Protecting IoT devices from cyberattacks: A critical missing piece: Page 4 of 13

August 10, 2017 //By Alan Grau, Icon Labs
Protecting IoT devices from cyberattacks: A critical missing piece
When it comes to protecting IoT devices from cyber attacks, both device hardening and security appliance approaches each has its supporters, but there are trade-offs between “device-centric” and “appliance-centric.”

Secure communication

When most engineers think of security, they typically think of secure communication protocols such as SSL/TLS, SSH, and IPSec. In recent years, support for secure communication has been added to many embedded devices. While these protocols provide a first level of defence against protocol-based cyber attacks, they leave other attack vectors unprotected.

Security protocols are designed to protect against packet sniffing, man-in-the-middle attacks, replay attacks, and unauthorized attempts to communicate with the device, providing a good starting point for building secure devices.

Small IoT edge devices are adopting wireless protocols such as ZigBee, Bluetooth Low Energy (BLE), and other wireless and mesh networking protocols. These protocols have some built-in security. However, it is relatively weak and exploits have been published. Small IoT devices typically run on very low-cost, lower-power processors not supporting TLS or IPSec. For small edge devices, DTLS, which is TLS over UDP, can be used for secure communication.

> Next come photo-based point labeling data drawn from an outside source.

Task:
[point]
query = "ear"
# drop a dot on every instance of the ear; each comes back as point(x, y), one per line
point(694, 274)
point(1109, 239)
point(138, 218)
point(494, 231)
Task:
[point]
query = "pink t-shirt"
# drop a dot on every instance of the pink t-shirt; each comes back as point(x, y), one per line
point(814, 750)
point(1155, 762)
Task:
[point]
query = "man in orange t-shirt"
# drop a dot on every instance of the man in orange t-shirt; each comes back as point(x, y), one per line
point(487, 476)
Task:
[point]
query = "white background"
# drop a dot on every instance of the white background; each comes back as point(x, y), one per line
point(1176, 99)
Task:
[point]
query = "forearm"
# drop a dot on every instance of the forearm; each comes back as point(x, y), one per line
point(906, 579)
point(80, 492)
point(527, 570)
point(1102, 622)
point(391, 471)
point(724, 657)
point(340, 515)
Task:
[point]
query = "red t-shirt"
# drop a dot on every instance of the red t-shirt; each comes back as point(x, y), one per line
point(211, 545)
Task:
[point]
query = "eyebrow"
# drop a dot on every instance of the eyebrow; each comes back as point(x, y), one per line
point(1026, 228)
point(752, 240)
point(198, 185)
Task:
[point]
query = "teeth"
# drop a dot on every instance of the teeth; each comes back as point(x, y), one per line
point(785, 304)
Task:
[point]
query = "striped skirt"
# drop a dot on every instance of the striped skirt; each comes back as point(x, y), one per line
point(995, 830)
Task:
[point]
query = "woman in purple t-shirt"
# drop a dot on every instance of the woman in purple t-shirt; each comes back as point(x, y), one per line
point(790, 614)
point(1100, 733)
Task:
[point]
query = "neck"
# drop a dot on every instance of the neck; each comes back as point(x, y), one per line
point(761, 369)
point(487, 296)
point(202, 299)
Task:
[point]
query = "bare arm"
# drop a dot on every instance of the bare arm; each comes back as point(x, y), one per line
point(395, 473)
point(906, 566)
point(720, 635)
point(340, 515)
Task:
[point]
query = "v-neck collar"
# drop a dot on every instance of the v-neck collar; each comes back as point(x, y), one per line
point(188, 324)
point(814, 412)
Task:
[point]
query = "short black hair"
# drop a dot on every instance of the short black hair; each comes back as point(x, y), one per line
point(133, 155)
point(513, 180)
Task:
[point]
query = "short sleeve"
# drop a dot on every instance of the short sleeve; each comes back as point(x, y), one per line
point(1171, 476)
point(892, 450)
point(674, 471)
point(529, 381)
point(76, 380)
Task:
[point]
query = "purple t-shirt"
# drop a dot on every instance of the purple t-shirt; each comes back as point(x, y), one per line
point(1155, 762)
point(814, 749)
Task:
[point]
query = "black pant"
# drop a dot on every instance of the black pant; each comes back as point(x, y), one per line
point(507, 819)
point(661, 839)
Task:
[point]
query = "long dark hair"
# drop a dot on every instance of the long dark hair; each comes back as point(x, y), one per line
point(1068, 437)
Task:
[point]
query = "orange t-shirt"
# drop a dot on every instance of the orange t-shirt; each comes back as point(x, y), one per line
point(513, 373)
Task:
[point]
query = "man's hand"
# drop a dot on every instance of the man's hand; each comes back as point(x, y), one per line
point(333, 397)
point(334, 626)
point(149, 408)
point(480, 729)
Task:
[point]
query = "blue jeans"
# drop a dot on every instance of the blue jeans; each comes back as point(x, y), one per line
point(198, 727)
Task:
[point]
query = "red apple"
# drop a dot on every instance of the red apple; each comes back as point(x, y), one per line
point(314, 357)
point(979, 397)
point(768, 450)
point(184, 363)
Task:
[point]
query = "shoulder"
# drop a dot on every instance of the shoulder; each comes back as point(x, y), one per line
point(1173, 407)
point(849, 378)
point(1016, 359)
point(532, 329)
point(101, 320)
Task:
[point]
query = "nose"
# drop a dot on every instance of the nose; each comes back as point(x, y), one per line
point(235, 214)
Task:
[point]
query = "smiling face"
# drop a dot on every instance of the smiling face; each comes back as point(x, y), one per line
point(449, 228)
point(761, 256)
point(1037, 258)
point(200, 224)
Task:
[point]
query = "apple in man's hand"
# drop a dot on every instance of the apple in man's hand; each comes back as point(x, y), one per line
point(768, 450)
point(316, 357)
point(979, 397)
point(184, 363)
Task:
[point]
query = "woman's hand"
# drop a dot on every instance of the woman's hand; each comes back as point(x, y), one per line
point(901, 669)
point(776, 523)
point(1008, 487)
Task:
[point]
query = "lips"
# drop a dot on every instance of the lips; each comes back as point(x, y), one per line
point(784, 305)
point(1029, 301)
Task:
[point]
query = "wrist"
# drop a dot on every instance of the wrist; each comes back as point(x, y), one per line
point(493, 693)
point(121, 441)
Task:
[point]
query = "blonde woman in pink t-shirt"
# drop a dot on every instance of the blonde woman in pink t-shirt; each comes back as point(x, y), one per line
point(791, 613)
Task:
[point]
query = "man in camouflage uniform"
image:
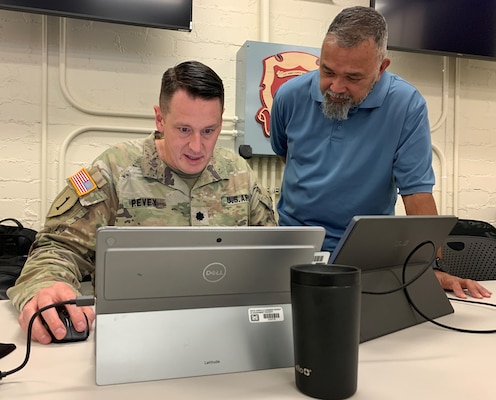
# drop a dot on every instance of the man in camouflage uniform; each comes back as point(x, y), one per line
point(173, 177)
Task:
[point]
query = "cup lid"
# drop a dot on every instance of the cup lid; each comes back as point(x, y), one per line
point(325, 275)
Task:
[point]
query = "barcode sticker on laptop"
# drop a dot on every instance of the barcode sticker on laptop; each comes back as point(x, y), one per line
point(272, 314)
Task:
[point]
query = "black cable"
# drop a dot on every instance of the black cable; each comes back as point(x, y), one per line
point(80, 301)
point(451, 299)
point(404, 285)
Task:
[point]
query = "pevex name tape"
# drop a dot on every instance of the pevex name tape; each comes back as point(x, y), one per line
point(83, 182)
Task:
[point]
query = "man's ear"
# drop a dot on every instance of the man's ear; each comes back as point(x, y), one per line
point(384, 64)
point(159, 118)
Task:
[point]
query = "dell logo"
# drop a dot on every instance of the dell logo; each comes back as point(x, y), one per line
point(214, 272)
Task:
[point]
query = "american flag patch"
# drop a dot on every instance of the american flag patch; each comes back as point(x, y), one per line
point(82, 182)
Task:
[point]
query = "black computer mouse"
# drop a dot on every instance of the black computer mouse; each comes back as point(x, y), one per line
point(72, 334)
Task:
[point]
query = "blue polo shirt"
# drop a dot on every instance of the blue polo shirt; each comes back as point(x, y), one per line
point(338, 169)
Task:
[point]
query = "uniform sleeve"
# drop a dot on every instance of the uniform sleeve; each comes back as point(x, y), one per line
point(261, 208)
point(64, 250)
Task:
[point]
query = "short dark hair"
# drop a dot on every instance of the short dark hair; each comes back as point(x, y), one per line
point(353, 25)
point(197, 79)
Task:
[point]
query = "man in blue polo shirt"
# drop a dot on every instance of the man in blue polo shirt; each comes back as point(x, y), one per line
point(353, 136)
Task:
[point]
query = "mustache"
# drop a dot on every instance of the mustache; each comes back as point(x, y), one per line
point(330, 94)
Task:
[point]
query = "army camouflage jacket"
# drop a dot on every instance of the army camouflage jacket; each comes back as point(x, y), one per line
point(130, 185)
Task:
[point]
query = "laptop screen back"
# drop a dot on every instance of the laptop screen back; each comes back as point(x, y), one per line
point(189, 301)
point(379, 246)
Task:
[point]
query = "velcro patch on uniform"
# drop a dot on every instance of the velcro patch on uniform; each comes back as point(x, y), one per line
point(82, 182)
point(238, 199)
point(64, 202)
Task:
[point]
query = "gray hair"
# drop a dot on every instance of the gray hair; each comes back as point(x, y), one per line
point(353, 25)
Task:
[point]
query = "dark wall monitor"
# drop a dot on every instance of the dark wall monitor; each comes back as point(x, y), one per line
point(463, 28)
point(166, 14)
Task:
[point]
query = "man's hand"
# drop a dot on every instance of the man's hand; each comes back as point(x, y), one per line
point(461, 286)
point(57, 292)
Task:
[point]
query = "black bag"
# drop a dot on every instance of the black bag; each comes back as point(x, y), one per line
point(15, 242)
point(472, 227)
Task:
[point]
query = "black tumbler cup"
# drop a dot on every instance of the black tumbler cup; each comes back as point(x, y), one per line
point(325, 302)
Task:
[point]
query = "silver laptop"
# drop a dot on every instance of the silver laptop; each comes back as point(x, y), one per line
point(176, 302)
point(380, 246)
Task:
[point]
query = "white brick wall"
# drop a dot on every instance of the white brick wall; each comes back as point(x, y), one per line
point(113, 68)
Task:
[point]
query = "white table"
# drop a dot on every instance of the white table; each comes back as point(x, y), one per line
point(423, 362)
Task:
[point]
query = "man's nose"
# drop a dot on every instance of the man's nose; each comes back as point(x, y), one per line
point(195, 142)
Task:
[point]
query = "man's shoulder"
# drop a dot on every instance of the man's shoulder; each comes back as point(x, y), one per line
point(303, 81)
point(398, 82)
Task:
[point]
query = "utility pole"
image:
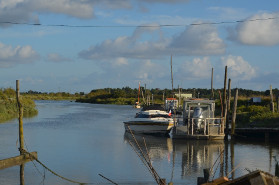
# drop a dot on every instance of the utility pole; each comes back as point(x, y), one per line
point(171, 76)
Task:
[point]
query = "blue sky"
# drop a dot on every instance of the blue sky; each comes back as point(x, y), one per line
point(129, 46)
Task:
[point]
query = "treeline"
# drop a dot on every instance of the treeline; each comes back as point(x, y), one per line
point(34, 95)
point(9, 108)
point(128, 96)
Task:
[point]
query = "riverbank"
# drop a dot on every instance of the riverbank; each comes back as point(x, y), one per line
point(8, 106)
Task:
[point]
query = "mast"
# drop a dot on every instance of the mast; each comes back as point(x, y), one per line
point(139, 93)
point(171, 76)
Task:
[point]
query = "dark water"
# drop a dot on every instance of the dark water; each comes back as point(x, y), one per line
point(80, 141)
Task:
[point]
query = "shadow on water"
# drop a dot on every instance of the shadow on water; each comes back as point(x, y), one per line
point(192, 156)
point(82, 140)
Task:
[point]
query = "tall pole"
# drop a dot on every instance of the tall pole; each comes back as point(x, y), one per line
point(21, 138)
point(179, 96)
point(271, 100)
point(20, 109)
point(212, 92)
point(139, 93)
point(234, 113)
point(225, 101)
point(171, 76)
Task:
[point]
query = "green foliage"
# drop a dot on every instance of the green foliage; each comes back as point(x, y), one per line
point(52, 96)
point(9, 108)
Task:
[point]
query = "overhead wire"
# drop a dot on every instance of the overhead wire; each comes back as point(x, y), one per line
point(138, 26)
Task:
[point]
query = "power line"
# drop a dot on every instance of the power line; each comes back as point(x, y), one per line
point(138, 26)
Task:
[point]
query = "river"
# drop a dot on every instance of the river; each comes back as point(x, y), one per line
point(80, 141)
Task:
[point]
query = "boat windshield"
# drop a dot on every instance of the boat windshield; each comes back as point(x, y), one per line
point(152, 116)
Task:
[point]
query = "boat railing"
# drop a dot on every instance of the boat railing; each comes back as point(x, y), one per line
point(208, 126)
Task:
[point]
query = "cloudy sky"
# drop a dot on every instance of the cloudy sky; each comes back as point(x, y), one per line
point(80, 45)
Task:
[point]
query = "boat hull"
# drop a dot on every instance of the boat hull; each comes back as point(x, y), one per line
point(148, 127)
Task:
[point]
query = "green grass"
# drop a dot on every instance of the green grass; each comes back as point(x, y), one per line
point(9, 108)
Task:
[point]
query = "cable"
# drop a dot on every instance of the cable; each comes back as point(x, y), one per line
point(138, 26)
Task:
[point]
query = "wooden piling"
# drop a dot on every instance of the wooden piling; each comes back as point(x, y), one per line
point(234, 113)
point(18, 160)
point(212, 92)
point(225, 103)
point(20, 117)
point(277, 169)
point(229, 96)
point(271, 100)
point(225, 92)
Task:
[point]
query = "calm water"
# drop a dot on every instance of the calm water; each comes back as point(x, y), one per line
point(80, 141)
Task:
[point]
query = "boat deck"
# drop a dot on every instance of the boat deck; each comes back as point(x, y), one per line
point(180, 132)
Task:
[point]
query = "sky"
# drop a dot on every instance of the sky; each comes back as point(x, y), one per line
point(81, 45)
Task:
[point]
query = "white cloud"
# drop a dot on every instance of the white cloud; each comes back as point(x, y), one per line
point(198, 40)
point(195, 40)
point(55, 57)
point(129, 46)
point(10, 56)
point(261, 32)
point(199, 68)
point(28, 10)
point(238, 68)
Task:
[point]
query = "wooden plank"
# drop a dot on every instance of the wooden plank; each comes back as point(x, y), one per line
point(18, 160)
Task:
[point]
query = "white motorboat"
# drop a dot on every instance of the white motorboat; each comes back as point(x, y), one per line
point(150, 121)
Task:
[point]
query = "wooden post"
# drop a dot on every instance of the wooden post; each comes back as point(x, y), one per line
point(277, 169)
point(234, 112)
point(212, 92)
point(221, 103)
point(21, 174)
point(20, 108)
point(225, 92)
point(228, 109)
point(232, 158)
point(179, 97)
point(271, 100)
point(229, 95)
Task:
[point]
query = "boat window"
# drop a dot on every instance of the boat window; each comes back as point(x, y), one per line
point(142, 116)
point(160, 116)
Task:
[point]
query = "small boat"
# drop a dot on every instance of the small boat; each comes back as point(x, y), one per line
point(137, 104)
point(150, 120)
point(199, 121)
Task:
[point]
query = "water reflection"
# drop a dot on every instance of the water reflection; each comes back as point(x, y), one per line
point(197, 154)
point(190, 155)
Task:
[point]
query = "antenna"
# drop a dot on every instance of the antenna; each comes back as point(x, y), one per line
point(171, 75)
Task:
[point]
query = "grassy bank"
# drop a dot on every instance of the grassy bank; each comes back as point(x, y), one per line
point(8, 105)
point(51, 96)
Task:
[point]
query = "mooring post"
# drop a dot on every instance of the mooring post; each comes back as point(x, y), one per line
point(212, 92)
point(20, 116)
point(271, 100)
point(225, 102)
point(234, 113)
point(277, 169)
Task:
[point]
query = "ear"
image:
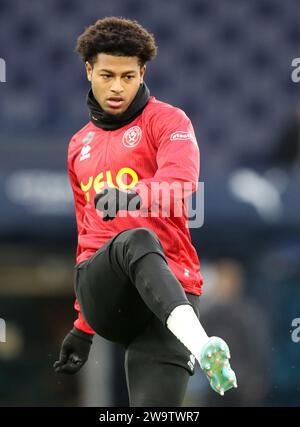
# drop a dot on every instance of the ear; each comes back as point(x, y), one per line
point(89, 71)
point(142, 73)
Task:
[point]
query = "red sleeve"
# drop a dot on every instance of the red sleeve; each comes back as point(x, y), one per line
point(79, 201)
point(178, 161)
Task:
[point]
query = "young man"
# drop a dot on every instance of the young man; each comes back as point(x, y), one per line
point(138, 276)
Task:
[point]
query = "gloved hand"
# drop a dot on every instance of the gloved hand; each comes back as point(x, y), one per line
point(74, 352)
point(111, 200)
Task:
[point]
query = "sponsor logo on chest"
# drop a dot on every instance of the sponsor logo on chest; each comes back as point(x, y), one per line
point(85, 152)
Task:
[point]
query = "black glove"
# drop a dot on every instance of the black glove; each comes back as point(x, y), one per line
point(74, 352)
point(112, 200)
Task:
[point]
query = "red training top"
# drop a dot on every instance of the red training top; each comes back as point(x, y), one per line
point(158, 146)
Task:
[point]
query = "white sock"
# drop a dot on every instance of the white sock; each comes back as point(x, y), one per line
point(185, 325)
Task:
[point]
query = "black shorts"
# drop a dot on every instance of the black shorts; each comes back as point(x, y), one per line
point(113, 307)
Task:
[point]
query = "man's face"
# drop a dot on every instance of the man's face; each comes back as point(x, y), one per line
point(115, 81)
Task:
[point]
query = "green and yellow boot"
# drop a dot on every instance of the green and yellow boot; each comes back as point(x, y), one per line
point(214, 361)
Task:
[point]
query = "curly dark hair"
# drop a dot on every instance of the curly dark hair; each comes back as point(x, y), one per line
point(116, 36)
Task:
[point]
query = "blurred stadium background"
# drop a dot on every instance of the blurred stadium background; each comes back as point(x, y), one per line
point(228, 65)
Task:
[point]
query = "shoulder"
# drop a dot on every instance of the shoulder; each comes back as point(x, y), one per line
point(79, 135)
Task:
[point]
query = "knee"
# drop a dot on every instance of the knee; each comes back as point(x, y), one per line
point(142, 241)
point(143, 234)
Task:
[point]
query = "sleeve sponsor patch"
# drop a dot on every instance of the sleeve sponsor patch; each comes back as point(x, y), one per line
point(183, 136)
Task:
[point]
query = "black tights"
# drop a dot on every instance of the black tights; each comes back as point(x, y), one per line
point(126, 292)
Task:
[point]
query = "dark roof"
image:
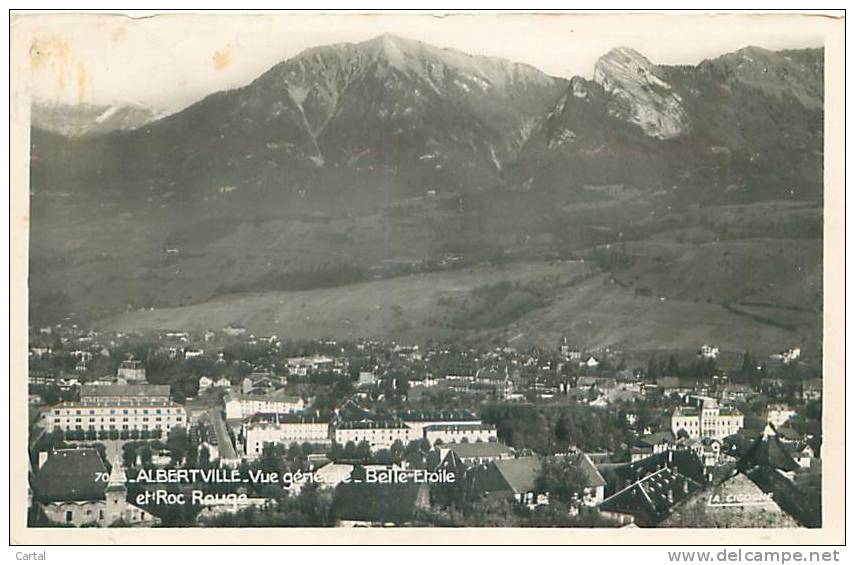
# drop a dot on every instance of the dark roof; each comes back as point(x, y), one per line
point(651, 499)
point(70, 474)
point(519, 474)
point(379, 503)
point(478, 449)
point(767, 451)
point(657, 438)
point(686, 462)
point(593, 476)
point(124, 390)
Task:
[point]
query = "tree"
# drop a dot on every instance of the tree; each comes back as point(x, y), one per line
point(146, 455)
point(562, 431)
point(177, 442)
point(561, 478)
point(397, 451)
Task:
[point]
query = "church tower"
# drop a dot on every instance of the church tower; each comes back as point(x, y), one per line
point(116, 494)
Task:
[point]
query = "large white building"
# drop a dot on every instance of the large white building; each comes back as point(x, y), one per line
point(419, 420)
point(459, 433)
point(240, 406)
point(707, 420)
point(378, 434)
point(285, 429)
point(132, 371)
point(118, 407)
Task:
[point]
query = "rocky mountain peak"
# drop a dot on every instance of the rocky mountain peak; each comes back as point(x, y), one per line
point(638, 94)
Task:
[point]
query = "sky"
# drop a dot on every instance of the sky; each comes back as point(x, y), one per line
point(167, 62)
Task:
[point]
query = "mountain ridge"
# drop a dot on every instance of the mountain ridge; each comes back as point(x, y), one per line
point(359, 162)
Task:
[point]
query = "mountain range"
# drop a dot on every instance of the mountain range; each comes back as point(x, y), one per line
point(354, 163)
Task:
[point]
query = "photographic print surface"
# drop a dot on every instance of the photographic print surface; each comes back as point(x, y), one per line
point(548, 273)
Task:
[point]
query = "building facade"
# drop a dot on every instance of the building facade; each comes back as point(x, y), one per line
point(240, 406)
point(117, 407)
point(709, 420)
point(285, 429)
point(378, 434)
point(459, 433)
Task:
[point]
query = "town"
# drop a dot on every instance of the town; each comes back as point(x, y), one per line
point(224, 428)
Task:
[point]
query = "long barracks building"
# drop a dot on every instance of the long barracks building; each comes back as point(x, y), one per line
point(117, 407)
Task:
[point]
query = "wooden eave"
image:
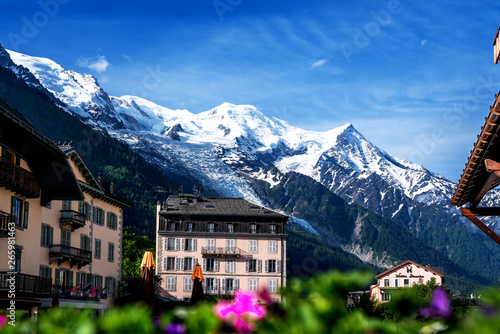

Secure boot and secure firmware updates

Secure boot and secure firmware update capabilities ensure an IoT device is running authorized code from the device manufacturer preventing the installation of malware or code modified by hackers.

Figure 3: Secure boot ensures that hackers are unable to install malicious code on an IoT device.

Secure boot begins with a first-stage bootloader programmed into a protected or non-writable storage location on the device. This first-stage boot loader validates the authenticity of the second-stage boot loader. The second-stage boot loader, which can be more complex and may be stored in reprogrammable flash memory, repeats the process, verifying the operating system and applications are valid.